Reputation: 99
Im making an API request to pull some articles bodies and ids. I would like to pull them into an excel file where on the first column the id's are displayed and on the next column the corresponding bodies are displayed.
I managed to bring it this far but for some reason the formatting in excel is not right.
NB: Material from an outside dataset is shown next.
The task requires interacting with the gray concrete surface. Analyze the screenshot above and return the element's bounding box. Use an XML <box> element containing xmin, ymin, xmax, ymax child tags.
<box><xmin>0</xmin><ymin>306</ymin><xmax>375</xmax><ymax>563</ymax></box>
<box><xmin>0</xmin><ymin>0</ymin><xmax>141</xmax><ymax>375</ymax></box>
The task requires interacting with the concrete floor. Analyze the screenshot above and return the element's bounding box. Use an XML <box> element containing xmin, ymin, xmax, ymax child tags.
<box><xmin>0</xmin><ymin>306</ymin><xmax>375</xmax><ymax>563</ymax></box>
There is a lot of data that I'm trying to pull here but I would want to display each one of them in it's separate cell.
Can I specifically ask my script to transpose the data automatically?
import requests
import csv
import unicodedata
import getpass
import xlsxwriter
url = 'https://.../articles.json'
workbook = xlsxwriter.Workbook('bodies.xlsx')
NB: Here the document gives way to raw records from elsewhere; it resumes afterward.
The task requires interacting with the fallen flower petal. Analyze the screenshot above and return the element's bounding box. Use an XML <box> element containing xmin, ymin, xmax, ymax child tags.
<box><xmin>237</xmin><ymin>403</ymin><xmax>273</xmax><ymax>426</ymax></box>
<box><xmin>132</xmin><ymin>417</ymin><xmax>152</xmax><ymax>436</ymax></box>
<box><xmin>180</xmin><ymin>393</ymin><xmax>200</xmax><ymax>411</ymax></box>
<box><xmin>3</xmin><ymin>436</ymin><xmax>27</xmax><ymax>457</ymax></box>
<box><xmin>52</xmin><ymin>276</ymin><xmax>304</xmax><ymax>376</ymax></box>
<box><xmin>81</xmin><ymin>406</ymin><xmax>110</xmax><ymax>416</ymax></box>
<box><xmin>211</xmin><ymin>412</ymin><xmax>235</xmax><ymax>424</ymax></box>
worksheet = workbook.add_worksheet()
output_1 = []
output_2 = []
listOf = ([output_1],[output_2])
while url:
user = '[email protected]'
pwd = '1234'
response = requests.get(url, auth=(user, pwd))
data = response.json()
for article in data['articles']:
article_id = article['id']
body = article['body']
decode_1 = int(article_id)
decode_2 = unicodedata.normalize('NFKD', body)
output_1.append(decode_1)
output_1.append(decode_2)
print(data['next_page'])
url = 'https://.../articles.json' and data['next_page']
row = 0
col = 0
for output_1, output_2 in (listOf):
worksheet.write_row(row, col, output_1)
worksheet.write_column(col, col + 1, output_2)
col += 1
workbook.close()
Update:
So basically in my script I'm reading a json that looks something like this
"per_page": 30,
"previous_page": null,
"articles": [
{
"id": 360239848018,
"url": "https://.../articles/360239848018.json",
"html_url": "https://...",
"author_id": 5201232,
"body": "<div class....a lot of html" }
Upvotes: 1
Views: 911
Reputation: 3927
It looks like all the data that you are scraping with the code you've shared ends up in output_1
, while output_2
is empty.
Since you'd like to have the article_id
in one column and the content in another column, I would suggest to store the content in output_2
instead of output_1
.
Apart from that, you are using write_row()
on output_1
. As per documentation (emphasis mine):
Write a row of data starting from (row, col).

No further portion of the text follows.